President Bush and Secretary of Defense Donald Rumsfeld threw a monkey wrench in the defense planning by ordering a major review of U.S. nuclear weapons and long-term strategic defense policy. “You now have to manage the transition from the old world to the new world,” a Bush administration official told the New York Times.

A comprehensive review is long overdue. The problem is whether Bush, in the meantime, can keep a leash on defense spending as political pressure mounts to spend more on the military, a common problem for Republican presidents.

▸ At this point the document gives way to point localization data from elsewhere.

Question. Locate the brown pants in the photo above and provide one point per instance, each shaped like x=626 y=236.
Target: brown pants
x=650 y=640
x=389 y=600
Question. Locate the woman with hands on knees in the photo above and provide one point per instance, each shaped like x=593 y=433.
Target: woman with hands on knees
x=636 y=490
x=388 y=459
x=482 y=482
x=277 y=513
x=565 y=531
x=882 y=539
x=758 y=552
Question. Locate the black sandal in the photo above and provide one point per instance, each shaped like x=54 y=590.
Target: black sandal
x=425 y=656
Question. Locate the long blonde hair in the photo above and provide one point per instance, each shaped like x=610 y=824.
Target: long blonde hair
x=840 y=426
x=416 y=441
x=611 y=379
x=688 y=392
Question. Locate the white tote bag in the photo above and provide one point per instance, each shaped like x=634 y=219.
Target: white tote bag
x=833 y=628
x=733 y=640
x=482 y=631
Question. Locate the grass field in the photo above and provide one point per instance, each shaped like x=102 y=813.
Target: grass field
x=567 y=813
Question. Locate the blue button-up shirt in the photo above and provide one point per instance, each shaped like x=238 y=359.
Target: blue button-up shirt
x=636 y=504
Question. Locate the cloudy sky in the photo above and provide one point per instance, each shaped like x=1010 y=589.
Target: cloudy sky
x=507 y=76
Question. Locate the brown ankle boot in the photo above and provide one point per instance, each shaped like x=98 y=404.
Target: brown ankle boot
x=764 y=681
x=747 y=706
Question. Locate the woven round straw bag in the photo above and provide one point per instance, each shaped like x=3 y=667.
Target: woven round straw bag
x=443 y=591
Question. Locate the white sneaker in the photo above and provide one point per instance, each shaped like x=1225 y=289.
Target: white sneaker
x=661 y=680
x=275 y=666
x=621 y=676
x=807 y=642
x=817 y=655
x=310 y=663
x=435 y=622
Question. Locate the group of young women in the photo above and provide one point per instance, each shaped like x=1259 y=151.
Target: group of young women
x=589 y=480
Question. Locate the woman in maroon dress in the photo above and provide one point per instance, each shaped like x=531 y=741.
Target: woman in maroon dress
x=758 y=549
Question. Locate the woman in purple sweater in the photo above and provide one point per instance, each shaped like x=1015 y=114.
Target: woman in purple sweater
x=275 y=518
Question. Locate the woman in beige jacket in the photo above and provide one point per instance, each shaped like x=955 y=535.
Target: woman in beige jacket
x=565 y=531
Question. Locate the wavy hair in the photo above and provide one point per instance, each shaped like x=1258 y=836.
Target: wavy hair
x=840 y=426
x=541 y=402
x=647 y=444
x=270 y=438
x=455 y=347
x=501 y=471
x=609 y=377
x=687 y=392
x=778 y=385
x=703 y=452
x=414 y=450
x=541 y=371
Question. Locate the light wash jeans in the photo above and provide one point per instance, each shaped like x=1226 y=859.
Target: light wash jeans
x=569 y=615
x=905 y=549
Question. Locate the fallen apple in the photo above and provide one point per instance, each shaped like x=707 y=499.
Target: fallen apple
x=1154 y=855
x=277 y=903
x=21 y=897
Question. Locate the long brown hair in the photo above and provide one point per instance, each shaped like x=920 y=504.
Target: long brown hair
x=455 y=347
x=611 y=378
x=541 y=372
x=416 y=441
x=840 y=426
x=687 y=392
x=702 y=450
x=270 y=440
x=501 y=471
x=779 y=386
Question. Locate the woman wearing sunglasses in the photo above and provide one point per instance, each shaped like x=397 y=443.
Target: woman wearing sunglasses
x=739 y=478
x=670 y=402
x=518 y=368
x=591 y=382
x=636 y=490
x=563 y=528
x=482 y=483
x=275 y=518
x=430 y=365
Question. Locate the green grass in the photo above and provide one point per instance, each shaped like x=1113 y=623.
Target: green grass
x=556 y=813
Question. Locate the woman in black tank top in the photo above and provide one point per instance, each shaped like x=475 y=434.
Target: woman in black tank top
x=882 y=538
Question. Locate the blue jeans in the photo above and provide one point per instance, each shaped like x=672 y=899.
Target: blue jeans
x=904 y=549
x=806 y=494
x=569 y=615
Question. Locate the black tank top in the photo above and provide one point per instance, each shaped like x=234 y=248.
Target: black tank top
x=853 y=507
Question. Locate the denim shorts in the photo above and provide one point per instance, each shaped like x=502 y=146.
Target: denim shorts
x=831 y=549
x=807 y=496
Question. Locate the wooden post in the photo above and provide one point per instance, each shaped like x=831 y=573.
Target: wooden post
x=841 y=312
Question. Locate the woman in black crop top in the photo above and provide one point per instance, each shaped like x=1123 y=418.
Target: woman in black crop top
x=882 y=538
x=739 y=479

During the campaign, Bush endorsed an increase in the defense budget of $45 billion over 10 years. In contrast, the Gore campaign endorsed an increase of $100 billion over 10 years, and the last Clinton budget proposed adding $53 billion to the defense budget over the next six years. For its part, the Department of Defense is likely to present Bush with a much higher budget request than he has proposed, with the support of two recent studies.

Last year, the Congressional Budget Office estimated that an additional $50 billion a year would be necessary to maintain the current force structure and operational tempo, to replace current weapons with new weapons on a one-for-one basis, and to increase military pay in line with the projected increase in civilian pay. A 1999 study by the Center for Strategic and International Studies, based on similar assumptions, estimated that the necessary budget would be at least $100 billion a year higher than the current budget.

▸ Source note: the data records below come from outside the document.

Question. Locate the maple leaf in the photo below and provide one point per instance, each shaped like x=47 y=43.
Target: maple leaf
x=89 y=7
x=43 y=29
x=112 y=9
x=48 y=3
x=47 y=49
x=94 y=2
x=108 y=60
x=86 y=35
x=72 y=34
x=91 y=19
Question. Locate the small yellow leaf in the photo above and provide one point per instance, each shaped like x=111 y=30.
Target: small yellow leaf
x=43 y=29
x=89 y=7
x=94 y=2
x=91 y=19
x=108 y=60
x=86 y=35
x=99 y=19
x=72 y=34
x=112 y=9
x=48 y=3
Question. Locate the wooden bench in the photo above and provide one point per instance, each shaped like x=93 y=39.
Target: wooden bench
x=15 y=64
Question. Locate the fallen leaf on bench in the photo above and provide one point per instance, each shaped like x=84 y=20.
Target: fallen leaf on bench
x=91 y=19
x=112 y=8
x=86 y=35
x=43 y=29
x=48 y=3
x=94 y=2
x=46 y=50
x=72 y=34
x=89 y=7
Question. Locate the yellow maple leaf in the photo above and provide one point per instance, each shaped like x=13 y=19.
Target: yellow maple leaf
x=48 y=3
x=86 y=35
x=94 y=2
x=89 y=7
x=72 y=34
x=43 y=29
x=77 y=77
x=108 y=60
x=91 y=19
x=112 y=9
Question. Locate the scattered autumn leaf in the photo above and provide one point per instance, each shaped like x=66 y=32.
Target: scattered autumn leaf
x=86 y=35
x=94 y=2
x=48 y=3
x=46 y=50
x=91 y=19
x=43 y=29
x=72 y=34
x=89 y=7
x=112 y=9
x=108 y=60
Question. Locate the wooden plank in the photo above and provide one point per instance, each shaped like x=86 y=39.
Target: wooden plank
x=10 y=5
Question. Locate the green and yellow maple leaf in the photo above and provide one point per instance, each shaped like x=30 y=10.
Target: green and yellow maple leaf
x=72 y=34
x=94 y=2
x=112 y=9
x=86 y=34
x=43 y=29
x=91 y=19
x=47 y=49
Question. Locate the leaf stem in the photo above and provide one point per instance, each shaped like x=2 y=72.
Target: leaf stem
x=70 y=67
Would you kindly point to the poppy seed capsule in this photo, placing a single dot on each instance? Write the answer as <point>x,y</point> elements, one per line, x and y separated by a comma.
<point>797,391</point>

Moreover, none of these defense budget estimates includes funds for a missile defense, the early deployment of which is supported by both Bush and Secretary of Defense Donald Rumsfeld. The stage is set for a defense budget proposal much larger than that endorsed by candidate Bush during his campaign.

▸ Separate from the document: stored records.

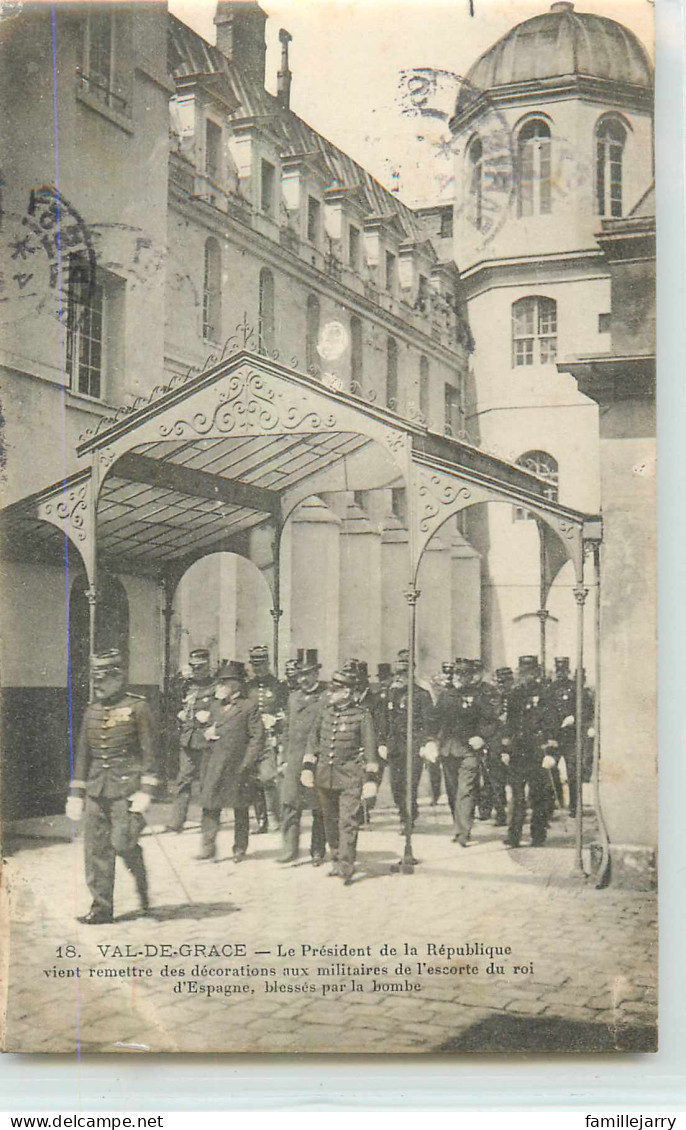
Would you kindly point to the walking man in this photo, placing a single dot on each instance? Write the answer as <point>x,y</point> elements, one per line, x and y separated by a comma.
<point>340,762</point>
<point>115,776</point>
<point>233,742</point>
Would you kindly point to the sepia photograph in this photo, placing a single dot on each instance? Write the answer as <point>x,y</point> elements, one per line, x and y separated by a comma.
<point>328,556</point>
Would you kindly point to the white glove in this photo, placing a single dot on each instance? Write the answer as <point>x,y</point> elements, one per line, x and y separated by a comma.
<point>140,801</point>
<point>430,752</point>
<point>74,809</point>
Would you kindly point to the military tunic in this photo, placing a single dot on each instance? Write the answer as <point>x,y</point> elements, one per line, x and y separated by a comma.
<point>193,720</point>
<point>341,750</point>
<point>116,756</point>
<point>531,723</point>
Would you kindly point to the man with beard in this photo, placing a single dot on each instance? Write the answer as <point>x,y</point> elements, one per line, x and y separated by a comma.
<point>304,707</point>
<point>192,719</point>
<point>115,776</point>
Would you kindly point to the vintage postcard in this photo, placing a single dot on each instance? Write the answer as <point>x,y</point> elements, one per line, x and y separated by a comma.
<point>328,558</point>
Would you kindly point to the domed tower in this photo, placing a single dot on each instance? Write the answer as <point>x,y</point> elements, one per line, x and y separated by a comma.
<point>553,133</point>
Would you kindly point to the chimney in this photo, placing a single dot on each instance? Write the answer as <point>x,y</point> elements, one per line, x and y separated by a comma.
<point>284,77</point>
<point>241,36</point>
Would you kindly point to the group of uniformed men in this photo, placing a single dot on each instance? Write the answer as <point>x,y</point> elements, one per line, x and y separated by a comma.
<point>302,745</point>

President Reagan faced a similar defense challenge to his budget early in 1981, as did President Bush early in 1989. In each case, a new Republican president sympathetic to the military approved a larger defense budget than he had endorsed during the campaign, over the lonely opposition of the new Office of Management and Budget director. These episodes are vividly described in books by David Stockman and Richard Darman, both of whom were seasoned budget analysts when they were appointed as OMB Director.

This year, the Secretary of Defense has held the job before while the OMB Director has no defense or budget experience. So there is every reason to expect that Bush, even more so than previous Republic presidents, risks losing control of his budget to calls for a substantial increase in defense spending. This week, Bush agreed to commit $5.7 billion in defense spending to soldiers’ wages, improved health care, and better housing. That is not an increase in the budget President Clinton proposed for 2002, but the total Clinton budget, $310 billion, is up $14 billion from $296 billion for 2001. President Bush has agreed to that increase and will submit it to Congress, said White House spokesman Ari Fleischer. And Bush may accept more increases, major spending hikes, under pressure from his own party.

Unless, that is, if the review of the roles and missions that our military forces are expected to perform is taken seriously by the administration and Congress. Although the Cold War ended a decade ago and the U.S. will face no substantial potential adversary for some years, the current U.S. defense budget (adjusted for inflation) is about equal to the average peacetime budget of the past 50 years and to the sum of the next seven largest defense budgets of other countries-most of which are presumably our allies. Our military forces, although reduced by about one-third, are still designed for Cold War missions.

A major review may conclude that our vital national security interests justify an increase in the defense budget. So be it. But until such a review is completed, the appropriate response is to “Just say no”-especially during this period when a new administration is vulnerable to demands for increased defense spending for the next fiscal year.